Credo, però, che, così come ti ho accennato in una precedente e-mail, la consapevolezza dei lavoratori passa necessariamente attraverso la conoscenza e la competenza. E in tutta sincerità, credo che ci sia un gran bisogno di sviluppare le competenze. Lo so che probabilmente non dovrebbe essere compito dell’associazione, visto, fra l’altro. quanto e come si è speso in passato per la formazione del personale regionale, ma mi piacerebbe pensare che possa essere un luogo virtuale in cui realizzare un vero scambio tra noi su questioni inerenti il lavoro e in cui tutti possano avere il modo di crescere in competenza e nella cultura delle regole purchè ne abbiano voglia.
Mi piacerebbe che crescesse una mentalità secondo la quale il lavoro sia considerato un patrimonio comune e non lo strumento per il mantenimento di privilegi da parte di alcuni. 
Mi piacerebbe che chi la pensa come noi diventasse una tale forza da far sentire minoranza vergognosa i fannulloni e in generale tutti quelli che credono che lo stipendio sia un diritto dovuto soltanto al fatto di essere presenti in ufficio.
Insomma mi piacerebbe davvero poter essere orgogliosa di appartenere ad una categoria di lavoratori che me ne dia davvero il motivo.
Mi piacerebbe sapere cosa ne pensi
Buona domenica
Patrizia Cardinale”
Cara Patrizia,
la pensiamo esattamente allo stesso modo e, credo, se tu hai manifestato interesse per l’iniziativa è proprio perchè ne sei convinta.
Ho tante idee che vorrei che l’associazione si intestasse … per esempio il premio per il dipendente dell’anno!

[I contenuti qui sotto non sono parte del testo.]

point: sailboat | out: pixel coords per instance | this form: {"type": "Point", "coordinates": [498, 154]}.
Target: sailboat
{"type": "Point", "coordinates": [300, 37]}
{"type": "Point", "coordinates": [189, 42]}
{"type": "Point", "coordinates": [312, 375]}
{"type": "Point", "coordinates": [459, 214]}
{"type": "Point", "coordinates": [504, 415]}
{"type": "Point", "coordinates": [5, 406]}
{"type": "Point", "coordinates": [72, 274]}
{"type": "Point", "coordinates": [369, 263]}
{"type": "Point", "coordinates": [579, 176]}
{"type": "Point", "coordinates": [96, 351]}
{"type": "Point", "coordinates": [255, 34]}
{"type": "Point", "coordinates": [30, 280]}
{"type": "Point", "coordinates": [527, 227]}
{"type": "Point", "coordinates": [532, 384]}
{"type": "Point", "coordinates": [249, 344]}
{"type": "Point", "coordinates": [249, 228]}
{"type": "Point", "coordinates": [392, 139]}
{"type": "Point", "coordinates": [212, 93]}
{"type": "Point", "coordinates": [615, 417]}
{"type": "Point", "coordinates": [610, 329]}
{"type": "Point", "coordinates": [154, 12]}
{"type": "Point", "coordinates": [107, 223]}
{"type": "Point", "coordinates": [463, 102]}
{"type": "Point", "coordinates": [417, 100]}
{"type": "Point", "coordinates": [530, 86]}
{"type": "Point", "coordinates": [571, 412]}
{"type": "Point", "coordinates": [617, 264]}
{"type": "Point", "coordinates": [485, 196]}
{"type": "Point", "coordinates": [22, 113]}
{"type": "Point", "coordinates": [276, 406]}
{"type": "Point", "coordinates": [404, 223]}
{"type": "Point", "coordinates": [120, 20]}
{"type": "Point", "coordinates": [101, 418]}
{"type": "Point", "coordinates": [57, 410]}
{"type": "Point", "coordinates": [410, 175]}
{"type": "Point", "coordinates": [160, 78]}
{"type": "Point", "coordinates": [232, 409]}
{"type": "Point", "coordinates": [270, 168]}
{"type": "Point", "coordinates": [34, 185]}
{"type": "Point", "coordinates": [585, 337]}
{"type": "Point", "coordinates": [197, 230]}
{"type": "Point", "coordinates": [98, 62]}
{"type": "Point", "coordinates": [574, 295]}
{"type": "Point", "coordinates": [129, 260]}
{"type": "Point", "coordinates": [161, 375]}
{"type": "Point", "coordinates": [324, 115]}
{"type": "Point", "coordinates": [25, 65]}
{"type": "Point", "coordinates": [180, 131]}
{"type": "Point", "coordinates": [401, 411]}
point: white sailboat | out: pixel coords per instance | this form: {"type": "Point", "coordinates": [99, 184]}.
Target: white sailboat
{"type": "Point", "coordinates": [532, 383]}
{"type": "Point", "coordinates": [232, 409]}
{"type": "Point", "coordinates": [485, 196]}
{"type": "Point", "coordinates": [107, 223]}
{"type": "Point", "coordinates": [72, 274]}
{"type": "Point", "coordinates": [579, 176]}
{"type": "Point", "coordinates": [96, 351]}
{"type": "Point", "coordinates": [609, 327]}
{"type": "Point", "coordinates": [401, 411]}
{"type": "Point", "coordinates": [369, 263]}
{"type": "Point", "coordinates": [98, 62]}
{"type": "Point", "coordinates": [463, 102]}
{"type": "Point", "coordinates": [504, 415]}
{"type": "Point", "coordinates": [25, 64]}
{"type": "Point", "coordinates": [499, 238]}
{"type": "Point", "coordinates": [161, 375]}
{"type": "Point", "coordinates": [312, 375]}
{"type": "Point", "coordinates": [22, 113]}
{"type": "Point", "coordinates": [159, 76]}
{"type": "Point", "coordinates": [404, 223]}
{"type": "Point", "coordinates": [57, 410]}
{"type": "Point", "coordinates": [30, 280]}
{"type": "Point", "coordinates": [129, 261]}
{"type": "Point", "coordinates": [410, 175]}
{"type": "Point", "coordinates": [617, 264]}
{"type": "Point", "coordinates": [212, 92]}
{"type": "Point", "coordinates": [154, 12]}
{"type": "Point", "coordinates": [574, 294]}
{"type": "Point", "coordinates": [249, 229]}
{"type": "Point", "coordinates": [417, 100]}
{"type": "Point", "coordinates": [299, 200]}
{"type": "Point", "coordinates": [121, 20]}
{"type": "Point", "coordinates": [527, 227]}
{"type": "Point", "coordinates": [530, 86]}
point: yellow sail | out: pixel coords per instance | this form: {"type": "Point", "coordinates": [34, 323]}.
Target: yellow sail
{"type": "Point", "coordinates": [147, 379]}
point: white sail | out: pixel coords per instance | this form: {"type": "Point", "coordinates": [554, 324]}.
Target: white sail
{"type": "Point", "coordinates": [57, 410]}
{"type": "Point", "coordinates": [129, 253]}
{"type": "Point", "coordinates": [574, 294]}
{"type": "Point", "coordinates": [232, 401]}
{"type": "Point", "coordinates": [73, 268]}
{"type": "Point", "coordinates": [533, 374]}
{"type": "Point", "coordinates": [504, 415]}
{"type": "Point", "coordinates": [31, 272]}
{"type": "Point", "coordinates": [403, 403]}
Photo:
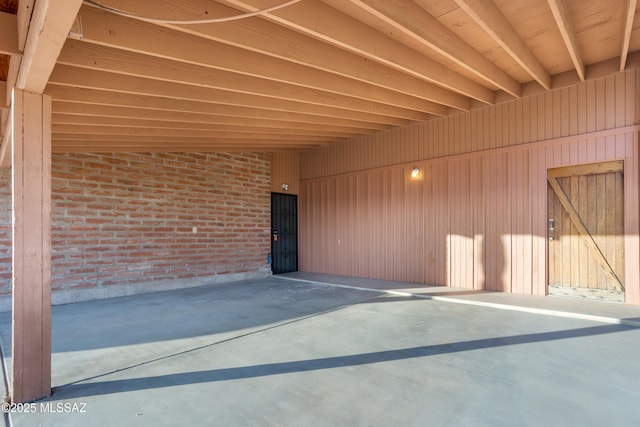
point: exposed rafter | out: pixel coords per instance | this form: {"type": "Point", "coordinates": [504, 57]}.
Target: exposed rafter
{"type": "Point", "coordinates": [330, 25]}
{"type": "Point", "coordinates": [629, 14]}
{"type": "Point", "coordinates": [255, 36]}
{"type": "Point", "coordinates": [9, 34]}
{"type": "Point", "coordinates": [41, 35]}
{"type": "Point", "coordinates": [490, 18]}
{"type": "Point", "coordinates": [563, 20]}
{"type": "Point", "coordinates": [314, 70]}
{"type": "Point", "coordinates": [410, 19]}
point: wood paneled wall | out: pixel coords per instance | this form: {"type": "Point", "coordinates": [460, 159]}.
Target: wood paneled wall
{"type": "Point", "coordinates": [605, 103]}
{"type": "Point", "coordinates": [285, 169]}
{"type": "Point", "coordinates": [476, 216]}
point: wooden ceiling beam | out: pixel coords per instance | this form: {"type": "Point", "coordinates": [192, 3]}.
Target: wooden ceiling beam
{"type": "Point", "coordinates": [109, 133]}
{"type": "Point", "coordinates": [252, 34]}
{"type": "Point", "coordinates": [62, 147]}
{"type": "Point", "coordinates": [42, 30]}
{"type": "Point", "coordinates": [9, 35]}
{"type": "Point", "coordinates": [48, 30]}
{"type": "Point", "coordinates": [177, 143]}
{"type": "Point", "coordinates": [563, 21]}
{"type": "Point", "coordinates": [91, 96]}
{"type": "Point", "coordinates": [193, 62]}
{"type": "Point", "coordinates": [629, 14]}
{"type": "Point", "coordinates": [222, 124]}
{"type": "Point", "coordinates": [199, 88]}
{"type": "Point", "coordinates": [408, 18]}
{"type": "Point", "coordinates": [486, 14]}
{"type": "Point", "coordinates": [332, 26]}
{"type": "Point", "coordinates": [262, 118]}
{"type": "Point", "coordinates": [139, 127]}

Anche sulla fomazione ho delle idee e sono lieto che ci saranno persone come te che lavoreranno affinchè l’associazione possa proporre delle valide iniziative.
Sapere che ci sono persone come te, e come tante altre che sono conoscenze comuni, mi fa sentire meno solo e sempre più orgoglioso del mio lavoro al servizio della Regione.

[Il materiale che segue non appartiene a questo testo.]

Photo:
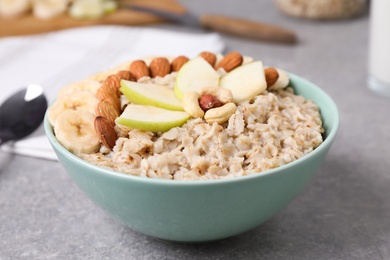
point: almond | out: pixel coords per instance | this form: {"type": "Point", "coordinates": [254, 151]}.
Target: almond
{"type": "Point", "coordinates": [271, 76]}
{"type": "Point", "coordinates": [208, 101]}
{"type": "Point", "coordinates": [105, 93]}
{"type": "Point", "coordinates": [230, 61]}
{"type": "Point", "coordinates": [159, 67]}
{"type": "Point", "coordinates": [107, 110]}
{"type": "Point", "coordinates": [114, 82]}
{"type": "Point", "coordinates": [210, 57]}
{"type": "Point", "coordinates": [105, 131]}
{"type": "Point", "coordinates": [139, 69]}
{"type": "Point", "coordinates": [178, 62]}
{"type": "Point", "coordinates": [126, 75]}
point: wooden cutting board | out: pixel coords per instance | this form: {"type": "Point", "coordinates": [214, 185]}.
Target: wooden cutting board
{"type": "Point", "coordinates": [28, 24]}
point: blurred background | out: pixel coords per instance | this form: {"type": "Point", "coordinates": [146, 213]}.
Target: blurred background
{"type": "Point", "coordinates": [345, 212]}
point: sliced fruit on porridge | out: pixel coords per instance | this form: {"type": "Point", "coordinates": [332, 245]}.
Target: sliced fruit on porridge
{"type": "Point", "coordinates": [75, 131]}
{"type": "Point", "coordinates": [195, 75]}
{"type": "Point", "coordinates": [245, 82]}
{"type": "Point", "coordinates": [150, 94]}
{"type": "Point", "coordinates": [151, 118]}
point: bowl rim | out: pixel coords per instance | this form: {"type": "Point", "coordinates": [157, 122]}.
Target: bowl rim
{"type": "Point", "coordinates": [171, 182]}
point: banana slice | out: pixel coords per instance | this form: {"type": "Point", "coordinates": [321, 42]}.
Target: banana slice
{"type": "Point", "coordinates": [14, 7]}
{"type": "Point", "coordinates": [75, 131]}
{"type": "Point", "coordinates": [47, 9]}
{"type": "Point", "coordinates": [79, 101]}
{"type": "Point", "coordinates": [84, 85]}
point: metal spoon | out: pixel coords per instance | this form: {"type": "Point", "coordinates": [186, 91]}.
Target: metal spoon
{"type": "Point", "coordinates": [22, 113]}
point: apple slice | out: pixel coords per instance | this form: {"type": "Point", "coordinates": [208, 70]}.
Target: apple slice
{"type": "Point", "coordinates": [195, 75]}
{"type": "Point", "coordinates": [150, 94]}
{"type": "Point", "coordinates": [246, 81]}
{"type": "Point", "coordinates": [151, 118]}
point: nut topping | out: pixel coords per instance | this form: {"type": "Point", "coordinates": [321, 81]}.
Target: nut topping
{"type": "Point", "coordinates": [210, 57]}
{"type": "Point", "coordinates": [230, 61]}
{"type": "Point", "coordinates": [159, 67]}
{"type": "Point", "coordinates": [126, 75]}
{"type": "Point", "coordinates": [220, 114]}
{"type": "Point", "coordinates": [271, 76]}
{"type": "Point", "coordinates": [139, 69]}
{"type": "Point", "coordinates": [208, 101]}
{"type": "Point", "coordinates": [178, 62]}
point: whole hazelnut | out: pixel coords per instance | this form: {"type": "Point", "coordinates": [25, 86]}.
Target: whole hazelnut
{"type": "Point", "coordinates": [208, 101]}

Faremo grandi cose … ma non perchè siamo fuori dal comune, perchè là fuori c’è un deserto e noi proveremo a renderlo fertile … si può … fidati di un agronomo!
Con profonda stima
Paolo Luparello, Fedro
P.S. Grazie per il “Luparellopensiero” ma spero soltanto di essere un interprete di un sentimento comune e con “Perchè no” vedremo quanto diffuso!